I had forgotten about that bulb I’d received at Christmas. The instructions said after planting, I should tuck it away someplace cold and dark for a month—bringing it into the light after its month-long hibernation.
In my house, we have an old-style pantry, built right into the wall. (I think, back in the day, it was meant to be a liquor cabinet. However, we use it to store just about everything from tools to extra boxes of cereal to bulbs that need darkness!)
So there I was, rummaging to find an extra box of weetabix for my morning ritual … and there i found my bulb. Only it wasn’t just a bulb anymore. It had sprouted a stem about 8 inches long.
How did this happen in such a cold, dark place?
Pratyahara is the fifth stage of ashtanga yoga and offers us the opportunity to turn inward, to quiet all our senses so that we might not be disturbed by sight nor sound. In detaching from the sensory world, we find a spiritual energy.
A blossoming, one might say.
I asked my class last night how many had allowed the snow and the cold to break their normal routines. How many had even been kept from their yoga mat and hunkered down at home.

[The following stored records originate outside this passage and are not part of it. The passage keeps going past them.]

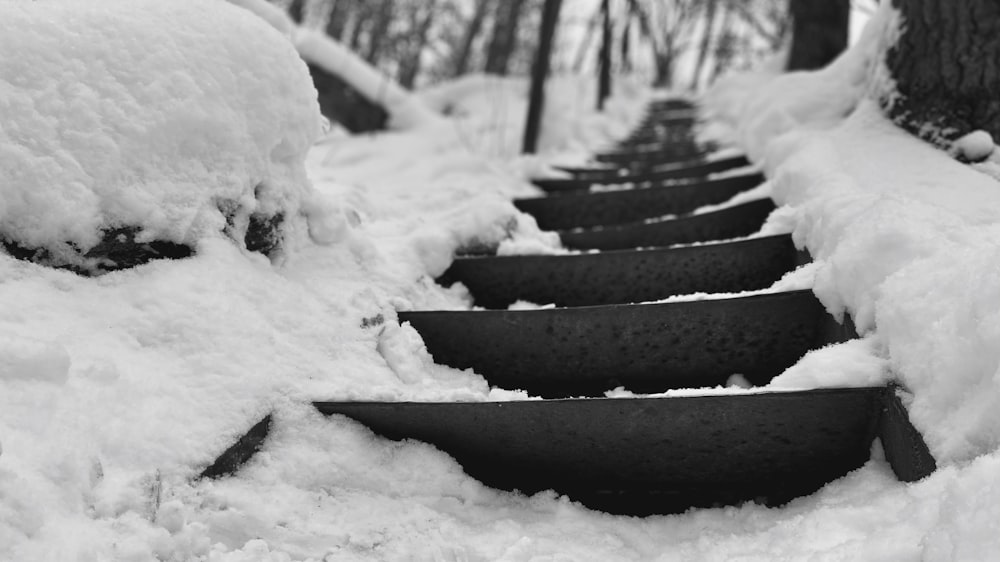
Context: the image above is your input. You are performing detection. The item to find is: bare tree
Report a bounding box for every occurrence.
[454,0,493,76]
[787,0,851,70]
[365,0,396,65]
[485,0,525,76]
[881,0,1000,151]
[399,0,437,88]
[691,0,718,90]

The hands sheepishly raised.
It’s okay, though. That’s what was to be. There are times we need to withdraw—and should not be so hard on ourselves for answering that call. We must remember, those times we sit still in darkness … those times we tuck ourselves away from the outside world … those times we allow ourselves just to “be” … we are simply granting our very essence a chance to renew.
Our minds fool us and taunt us for being stagnant. But it is our minds that are the fools.
Powerful growth occurs beneath the surface. A deep energy is cultivated and then begins to grow upward. When you emerge, you are strongly rooted and ready to blossom upward … toward the light.